Vonnie, aged 70, was recently diagnosed with Parkinson’s disease, and moved into Julia Wallace Retirement Village in June. She found the village spaces very accommodating, allowing her to continue as an artist.
She says she has encouraged others not to underestimate themselves in terms of talent.
In 2022, as a guest artist, she performed demonstrations and displayed her work at the entrance to the expo. Developing her own style was partly enabled by her upbringing, she says.
Art was in her blood from the beginning it seems.
Vonnie remembers her father Bill, a traffic officer for Central Otago and the West Coast, photographed in black and white landscapes in the regions. Then her mother would hand colour, in oil, the printed exposures. The resulting works would be exhibited in the South Island, including in Christchurch photography salons.
Vonnie’s earliest recollection of possible artistic talent was when she entered and won commendation for her work portraying a stag in a New Zealand health stamp design competition when she was nine.
Living in Clyde enabled an idyllic early childhood, with Vonnie and her sisters, Heather and Kathleen, having memories of skating on the Manorburn dam after school.
“There were no safety barriers in those days, and we also skated on the Clyde Reservoir, which was up above the town,” Vonnie says.

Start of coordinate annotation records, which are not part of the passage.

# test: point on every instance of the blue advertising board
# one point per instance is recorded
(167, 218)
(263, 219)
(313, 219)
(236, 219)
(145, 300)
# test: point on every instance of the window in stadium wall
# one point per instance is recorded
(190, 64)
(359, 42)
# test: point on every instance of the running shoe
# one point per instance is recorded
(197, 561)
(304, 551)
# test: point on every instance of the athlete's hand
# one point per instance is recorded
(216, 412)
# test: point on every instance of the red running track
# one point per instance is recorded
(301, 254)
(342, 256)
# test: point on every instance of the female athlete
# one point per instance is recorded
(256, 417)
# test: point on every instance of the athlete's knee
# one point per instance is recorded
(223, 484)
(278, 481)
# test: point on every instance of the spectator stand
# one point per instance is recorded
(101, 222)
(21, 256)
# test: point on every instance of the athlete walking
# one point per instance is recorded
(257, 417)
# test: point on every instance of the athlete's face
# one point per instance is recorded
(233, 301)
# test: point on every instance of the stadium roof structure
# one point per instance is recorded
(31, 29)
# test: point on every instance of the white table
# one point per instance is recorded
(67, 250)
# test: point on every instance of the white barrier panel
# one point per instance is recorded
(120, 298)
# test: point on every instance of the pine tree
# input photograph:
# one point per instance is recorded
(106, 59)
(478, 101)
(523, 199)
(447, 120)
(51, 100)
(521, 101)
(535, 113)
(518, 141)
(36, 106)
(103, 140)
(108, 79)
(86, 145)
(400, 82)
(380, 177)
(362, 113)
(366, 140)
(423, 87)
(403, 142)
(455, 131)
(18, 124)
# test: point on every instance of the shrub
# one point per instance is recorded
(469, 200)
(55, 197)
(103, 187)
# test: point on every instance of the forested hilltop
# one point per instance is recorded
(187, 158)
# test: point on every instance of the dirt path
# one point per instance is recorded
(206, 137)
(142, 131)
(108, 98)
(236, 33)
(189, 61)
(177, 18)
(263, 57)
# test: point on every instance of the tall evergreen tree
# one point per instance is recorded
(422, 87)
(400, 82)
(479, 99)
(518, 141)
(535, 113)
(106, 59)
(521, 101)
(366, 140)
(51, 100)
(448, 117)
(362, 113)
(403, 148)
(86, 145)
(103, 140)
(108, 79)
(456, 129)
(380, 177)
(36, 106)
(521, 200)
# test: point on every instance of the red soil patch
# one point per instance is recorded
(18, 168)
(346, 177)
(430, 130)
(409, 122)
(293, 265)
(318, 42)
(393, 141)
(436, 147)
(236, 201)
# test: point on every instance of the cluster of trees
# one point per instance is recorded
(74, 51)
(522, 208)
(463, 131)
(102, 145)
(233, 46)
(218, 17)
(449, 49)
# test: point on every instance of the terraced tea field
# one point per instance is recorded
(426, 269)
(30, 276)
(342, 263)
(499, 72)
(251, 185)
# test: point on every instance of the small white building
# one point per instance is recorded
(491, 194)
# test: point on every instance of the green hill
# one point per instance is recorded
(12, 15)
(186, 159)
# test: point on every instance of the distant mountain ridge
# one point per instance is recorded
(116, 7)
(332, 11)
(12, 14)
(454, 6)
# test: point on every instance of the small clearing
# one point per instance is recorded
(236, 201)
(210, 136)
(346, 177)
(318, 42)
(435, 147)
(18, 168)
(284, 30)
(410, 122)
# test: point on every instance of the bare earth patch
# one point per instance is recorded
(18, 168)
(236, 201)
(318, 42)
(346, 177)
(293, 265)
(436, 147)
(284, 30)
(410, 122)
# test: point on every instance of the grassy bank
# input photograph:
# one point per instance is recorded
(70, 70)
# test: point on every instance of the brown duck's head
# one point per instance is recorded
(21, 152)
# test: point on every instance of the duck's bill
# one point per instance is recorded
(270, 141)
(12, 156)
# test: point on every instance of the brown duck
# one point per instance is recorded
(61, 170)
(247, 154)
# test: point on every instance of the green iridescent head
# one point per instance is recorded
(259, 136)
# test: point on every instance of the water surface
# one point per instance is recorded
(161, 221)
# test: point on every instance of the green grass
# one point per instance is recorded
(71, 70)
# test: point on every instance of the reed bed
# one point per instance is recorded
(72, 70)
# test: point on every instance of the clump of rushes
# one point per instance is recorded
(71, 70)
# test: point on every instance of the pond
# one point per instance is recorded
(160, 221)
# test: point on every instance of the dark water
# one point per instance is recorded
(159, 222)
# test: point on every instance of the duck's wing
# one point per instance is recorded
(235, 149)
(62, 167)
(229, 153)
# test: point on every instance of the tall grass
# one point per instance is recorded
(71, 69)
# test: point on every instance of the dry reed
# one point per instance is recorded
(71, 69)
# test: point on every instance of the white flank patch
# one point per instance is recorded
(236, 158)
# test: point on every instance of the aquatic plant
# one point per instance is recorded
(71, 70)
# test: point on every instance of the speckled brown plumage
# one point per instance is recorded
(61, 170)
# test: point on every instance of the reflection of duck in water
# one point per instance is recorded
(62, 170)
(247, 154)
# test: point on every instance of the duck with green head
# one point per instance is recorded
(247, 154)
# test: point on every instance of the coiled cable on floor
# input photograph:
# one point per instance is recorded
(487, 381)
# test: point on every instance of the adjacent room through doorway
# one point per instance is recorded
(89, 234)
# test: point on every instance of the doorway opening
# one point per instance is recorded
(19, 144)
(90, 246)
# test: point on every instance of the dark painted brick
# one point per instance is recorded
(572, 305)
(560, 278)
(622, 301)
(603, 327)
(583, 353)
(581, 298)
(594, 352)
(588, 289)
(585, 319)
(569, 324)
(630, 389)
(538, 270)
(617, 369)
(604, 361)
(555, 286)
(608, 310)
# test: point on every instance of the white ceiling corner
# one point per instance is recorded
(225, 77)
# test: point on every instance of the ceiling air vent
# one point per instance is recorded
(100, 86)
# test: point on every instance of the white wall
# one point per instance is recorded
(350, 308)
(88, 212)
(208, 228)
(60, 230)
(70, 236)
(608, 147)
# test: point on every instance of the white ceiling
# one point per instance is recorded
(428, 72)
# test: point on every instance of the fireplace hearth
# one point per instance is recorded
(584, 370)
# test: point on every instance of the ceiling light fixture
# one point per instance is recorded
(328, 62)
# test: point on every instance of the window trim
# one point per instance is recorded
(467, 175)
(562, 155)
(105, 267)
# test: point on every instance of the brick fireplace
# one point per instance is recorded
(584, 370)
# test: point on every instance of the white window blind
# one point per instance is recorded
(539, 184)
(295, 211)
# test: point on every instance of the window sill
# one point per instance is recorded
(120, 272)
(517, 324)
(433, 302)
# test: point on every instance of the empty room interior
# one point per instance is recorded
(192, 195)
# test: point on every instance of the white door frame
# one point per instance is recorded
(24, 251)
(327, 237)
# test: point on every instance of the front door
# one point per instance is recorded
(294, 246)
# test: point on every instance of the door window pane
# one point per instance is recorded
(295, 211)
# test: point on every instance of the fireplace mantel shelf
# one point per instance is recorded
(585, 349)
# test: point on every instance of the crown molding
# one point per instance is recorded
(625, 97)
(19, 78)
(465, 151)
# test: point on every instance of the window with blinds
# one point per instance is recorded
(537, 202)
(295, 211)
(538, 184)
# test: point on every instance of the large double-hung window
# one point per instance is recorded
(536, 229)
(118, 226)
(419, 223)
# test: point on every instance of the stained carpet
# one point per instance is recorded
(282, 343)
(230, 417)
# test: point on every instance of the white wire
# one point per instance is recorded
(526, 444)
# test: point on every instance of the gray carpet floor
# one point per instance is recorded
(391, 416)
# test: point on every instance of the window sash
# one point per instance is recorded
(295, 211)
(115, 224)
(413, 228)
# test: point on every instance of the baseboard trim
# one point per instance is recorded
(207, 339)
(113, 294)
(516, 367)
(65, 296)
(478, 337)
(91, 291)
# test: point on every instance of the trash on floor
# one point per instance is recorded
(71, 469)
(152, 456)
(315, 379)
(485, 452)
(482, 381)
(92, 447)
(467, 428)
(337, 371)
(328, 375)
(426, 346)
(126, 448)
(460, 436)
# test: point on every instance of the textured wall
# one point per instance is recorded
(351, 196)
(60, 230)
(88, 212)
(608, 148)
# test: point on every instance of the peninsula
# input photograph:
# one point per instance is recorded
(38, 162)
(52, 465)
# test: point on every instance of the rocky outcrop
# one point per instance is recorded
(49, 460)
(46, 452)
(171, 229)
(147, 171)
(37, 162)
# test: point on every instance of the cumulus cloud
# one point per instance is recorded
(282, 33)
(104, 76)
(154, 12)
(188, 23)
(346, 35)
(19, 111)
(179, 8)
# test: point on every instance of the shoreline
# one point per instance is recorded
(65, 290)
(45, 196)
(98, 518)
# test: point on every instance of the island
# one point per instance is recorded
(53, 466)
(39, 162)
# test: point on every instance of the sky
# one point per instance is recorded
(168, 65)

“There were hoar frosts and eating cherries till we were sick and apricots till we were even sicker.”
The family moved to Christchurch, and she attended the Ilam School of Fine Arts at the University of Canterbury, and was the beneficiary of an amazing set of tutors including Bill Sutton, Rudolph Gopas, and Doris Lusk.
She then taught Secondary School and was Head of Art at Awatapu College and later was seconded to Massey University working as art advisor for the Central Region. She assessed students’ portfolios and assisted other art teachers in understanding the then art curriculum. This was a travelling role taking in a region from Wairoa to Waitara.
For many years she taught from her studio ‘The Art studio’, near central Palmerston North, enabling her to paint and share her technique and ideas with emerging artists.
In terms of style, she is a ‘regionalist’, being parochial about what she paints within the Manawatū and outside.
“I paint this region, locale and all the surrounds, with a certain style and a commitment,” Vonnie says.
She’s spent time living overseas in Canada, and has exhibited internationally. Her children, Ellen, now living in Norway, and Matt, living in Christchurch, are pleased she and her dog Rosie are settled in with Ryman.
Vonnie says she uses the atrium at Julia Wallace village to paint and converse about technique interested others. The village community has been so welcoming and accommodating.
“They had no idea what a messy painter I was,” she jokes.
While Parkinson’s was part of her decision to move, it has not defined her nor inhibited her work, Vonnie says.
“The Parkinson’s is in my right side and I’m left-handed. If there is anything fortuitous in this disease I think I’ve managed to avoid the worst... I do notice when I’m painting the tremor is much less in my right-hand side… an excellent reason never to give up!”
“If you’re going to have to move into a situation like Ryman and Julia Wallace, the ideal would be to do it sooner rather than later. I have no regrets!”